In the early 1970s, a frightening rumor spread through the campuses of Madison College and Mary Baldwin College.
The story was attributed to the premier astrologer/soothsayer of the day, Jeanne Dixon, and said that a female college administrator wearing a red dress would kill a coed at a college in Virginia 's Shenandoah Valley whose name began with an “M.”
Even though their schools weren't in the Shenandoah Valley, the students at Marymount College in Arlington and Mary Washington College in Fredericksburg were caught up in the panic.
At that time, Jeanne Dixon predictions were to be feared. The noted clairvoyant was credited with predicting the assassinations of Mahatma Ghandhi, John and Robert Kennedy and Martin Luther King – as well as the launching of the Soviet satellite Sputnik and the airplane crash that killed United Nations Secretary-General Dag Hammarskjöld.
(For the record, Dixon also predicted that a comet would strike the earth in the mid-1980s, that Russia would be the first nation to put men on the moon, that World War III would begin in 1954 and that Fidel Castro would be overthrown in 1970.)

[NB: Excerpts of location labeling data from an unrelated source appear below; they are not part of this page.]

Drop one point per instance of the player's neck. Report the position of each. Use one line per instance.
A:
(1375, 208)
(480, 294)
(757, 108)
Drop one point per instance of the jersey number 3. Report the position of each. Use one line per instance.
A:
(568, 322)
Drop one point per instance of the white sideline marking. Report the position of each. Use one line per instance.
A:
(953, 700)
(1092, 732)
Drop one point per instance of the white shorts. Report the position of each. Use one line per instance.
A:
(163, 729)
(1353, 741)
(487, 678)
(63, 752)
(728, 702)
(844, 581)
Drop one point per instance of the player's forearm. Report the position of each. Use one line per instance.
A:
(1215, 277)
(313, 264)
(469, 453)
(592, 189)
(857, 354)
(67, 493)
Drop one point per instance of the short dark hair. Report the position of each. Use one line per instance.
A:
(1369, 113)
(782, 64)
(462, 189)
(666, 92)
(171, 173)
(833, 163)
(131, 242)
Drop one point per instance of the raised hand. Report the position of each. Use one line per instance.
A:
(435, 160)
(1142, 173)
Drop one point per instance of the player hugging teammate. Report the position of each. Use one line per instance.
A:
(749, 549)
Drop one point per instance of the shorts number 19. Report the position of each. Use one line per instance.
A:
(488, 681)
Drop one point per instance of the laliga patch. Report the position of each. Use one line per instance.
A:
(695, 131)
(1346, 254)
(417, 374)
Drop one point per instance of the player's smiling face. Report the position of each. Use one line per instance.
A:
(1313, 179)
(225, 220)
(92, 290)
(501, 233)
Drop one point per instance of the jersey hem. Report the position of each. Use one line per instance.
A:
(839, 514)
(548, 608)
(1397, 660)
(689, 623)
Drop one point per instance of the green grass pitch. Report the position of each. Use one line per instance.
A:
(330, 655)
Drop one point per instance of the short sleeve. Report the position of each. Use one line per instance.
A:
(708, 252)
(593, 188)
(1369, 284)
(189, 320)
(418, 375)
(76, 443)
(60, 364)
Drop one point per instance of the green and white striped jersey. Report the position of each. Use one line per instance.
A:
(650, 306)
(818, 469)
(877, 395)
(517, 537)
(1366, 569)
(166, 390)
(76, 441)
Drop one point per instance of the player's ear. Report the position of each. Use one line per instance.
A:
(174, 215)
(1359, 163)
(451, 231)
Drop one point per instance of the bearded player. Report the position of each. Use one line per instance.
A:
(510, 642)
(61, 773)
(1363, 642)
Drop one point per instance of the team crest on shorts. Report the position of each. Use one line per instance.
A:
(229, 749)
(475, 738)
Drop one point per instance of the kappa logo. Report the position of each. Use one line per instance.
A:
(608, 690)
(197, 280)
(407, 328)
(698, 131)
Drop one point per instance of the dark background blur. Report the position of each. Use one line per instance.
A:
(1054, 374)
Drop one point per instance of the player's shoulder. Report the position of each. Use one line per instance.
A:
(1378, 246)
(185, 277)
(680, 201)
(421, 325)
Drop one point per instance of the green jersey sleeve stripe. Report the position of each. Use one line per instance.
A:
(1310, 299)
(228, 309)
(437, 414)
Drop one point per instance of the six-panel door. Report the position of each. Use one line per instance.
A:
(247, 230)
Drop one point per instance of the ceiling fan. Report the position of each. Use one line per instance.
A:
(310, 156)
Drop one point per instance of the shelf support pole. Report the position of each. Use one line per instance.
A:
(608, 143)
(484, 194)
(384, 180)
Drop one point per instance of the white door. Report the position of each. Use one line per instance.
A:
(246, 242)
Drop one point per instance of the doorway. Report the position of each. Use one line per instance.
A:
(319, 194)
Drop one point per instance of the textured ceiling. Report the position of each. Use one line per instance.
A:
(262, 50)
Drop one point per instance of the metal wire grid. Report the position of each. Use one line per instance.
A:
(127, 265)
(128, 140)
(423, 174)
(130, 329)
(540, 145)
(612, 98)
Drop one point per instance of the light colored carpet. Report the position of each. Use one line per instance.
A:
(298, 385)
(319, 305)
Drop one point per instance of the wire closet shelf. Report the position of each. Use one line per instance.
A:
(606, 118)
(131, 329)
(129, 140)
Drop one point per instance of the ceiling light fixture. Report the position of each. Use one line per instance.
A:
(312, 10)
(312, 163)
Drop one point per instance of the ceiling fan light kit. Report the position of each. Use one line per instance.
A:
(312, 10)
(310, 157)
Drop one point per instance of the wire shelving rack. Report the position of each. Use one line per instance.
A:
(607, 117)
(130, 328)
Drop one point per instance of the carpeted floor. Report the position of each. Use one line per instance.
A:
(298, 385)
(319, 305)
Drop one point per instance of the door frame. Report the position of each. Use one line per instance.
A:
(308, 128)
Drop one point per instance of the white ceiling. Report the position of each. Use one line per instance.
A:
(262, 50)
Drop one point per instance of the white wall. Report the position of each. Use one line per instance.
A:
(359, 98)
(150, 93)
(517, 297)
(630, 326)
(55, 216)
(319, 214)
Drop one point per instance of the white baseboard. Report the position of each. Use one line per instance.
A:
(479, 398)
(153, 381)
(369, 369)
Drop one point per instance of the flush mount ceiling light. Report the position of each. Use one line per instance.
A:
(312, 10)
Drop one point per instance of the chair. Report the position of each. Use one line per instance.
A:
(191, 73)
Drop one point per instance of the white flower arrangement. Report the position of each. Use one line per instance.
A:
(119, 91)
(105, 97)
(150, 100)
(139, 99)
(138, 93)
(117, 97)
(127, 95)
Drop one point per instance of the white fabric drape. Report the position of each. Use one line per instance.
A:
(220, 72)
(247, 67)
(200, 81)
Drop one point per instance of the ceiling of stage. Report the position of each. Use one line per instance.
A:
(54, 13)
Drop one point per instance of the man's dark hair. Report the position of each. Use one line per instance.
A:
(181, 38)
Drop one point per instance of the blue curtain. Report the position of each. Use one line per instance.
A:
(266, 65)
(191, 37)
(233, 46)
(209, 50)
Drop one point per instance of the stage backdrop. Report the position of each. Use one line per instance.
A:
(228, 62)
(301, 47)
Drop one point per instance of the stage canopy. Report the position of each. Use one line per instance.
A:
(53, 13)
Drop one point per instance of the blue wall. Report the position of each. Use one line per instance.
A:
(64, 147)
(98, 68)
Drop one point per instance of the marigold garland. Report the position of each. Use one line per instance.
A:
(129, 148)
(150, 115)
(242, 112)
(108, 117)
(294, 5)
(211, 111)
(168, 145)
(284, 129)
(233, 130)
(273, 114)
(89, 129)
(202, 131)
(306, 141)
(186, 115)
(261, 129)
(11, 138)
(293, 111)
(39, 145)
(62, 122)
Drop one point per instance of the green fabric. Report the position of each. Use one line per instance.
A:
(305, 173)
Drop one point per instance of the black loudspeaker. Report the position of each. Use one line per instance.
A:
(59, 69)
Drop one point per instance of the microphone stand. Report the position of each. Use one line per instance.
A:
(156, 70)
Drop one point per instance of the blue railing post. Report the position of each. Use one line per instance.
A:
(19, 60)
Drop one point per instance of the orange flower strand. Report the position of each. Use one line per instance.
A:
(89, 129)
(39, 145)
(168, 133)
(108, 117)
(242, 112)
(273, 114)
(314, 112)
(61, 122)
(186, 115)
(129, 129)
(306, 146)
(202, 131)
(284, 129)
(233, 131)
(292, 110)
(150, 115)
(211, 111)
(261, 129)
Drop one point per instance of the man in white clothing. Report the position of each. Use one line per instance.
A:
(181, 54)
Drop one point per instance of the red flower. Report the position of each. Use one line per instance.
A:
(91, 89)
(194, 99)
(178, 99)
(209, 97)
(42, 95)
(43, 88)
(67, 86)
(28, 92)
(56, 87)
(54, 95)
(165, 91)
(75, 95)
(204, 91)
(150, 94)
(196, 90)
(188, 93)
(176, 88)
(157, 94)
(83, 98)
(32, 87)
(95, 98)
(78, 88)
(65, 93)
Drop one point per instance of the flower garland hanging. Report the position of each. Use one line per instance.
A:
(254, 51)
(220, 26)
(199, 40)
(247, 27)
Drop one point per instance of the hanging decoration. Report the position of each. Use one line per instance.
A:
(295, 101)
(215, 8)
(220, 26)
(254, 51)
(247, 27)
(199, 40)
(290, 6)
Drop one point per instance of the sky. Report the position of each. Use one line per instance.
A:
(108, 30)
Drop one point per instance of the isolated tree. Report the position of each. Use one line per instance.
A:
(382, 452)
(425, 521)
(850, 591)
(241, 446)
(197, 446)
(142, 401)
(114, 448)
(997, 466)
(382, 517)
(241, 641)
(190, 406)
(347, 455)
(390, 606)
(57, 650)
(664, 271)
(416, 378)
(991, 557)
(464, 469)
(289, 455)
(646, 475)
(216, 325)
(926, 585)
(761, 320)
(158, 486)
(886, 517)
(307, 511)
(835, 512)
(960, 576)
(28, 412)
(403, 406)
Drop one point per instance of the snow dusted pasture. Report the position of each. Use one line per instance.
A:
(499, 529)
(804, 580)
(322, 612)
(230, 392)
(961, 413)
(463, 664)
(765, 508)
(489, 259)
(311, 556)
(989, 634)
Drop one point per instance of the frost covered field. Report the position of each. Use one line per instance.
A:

The Dixon rumor about murders and mayhem on campus apparently began in another part of the country but morphed and spread to Virginia.
In the late 1960s, a chilling rumor had gone around Michigan that at least 50 young women would be murdered on five college campuses. Dixon denied making any such predictions.
Dixon, who died in 1997, also denied forecasting scary events about female college administrators wearing red dresses and killing Virginia coeds.
Of course, that didn't totally allay the fears of students at the “M” schools.
Happily, no one was murdered or even bodily injured by an angry administrator wearing red.
But a number of female college administrators at Madison College, Mary Baldwin College and others were very careful about the color of dresses they chose for a while.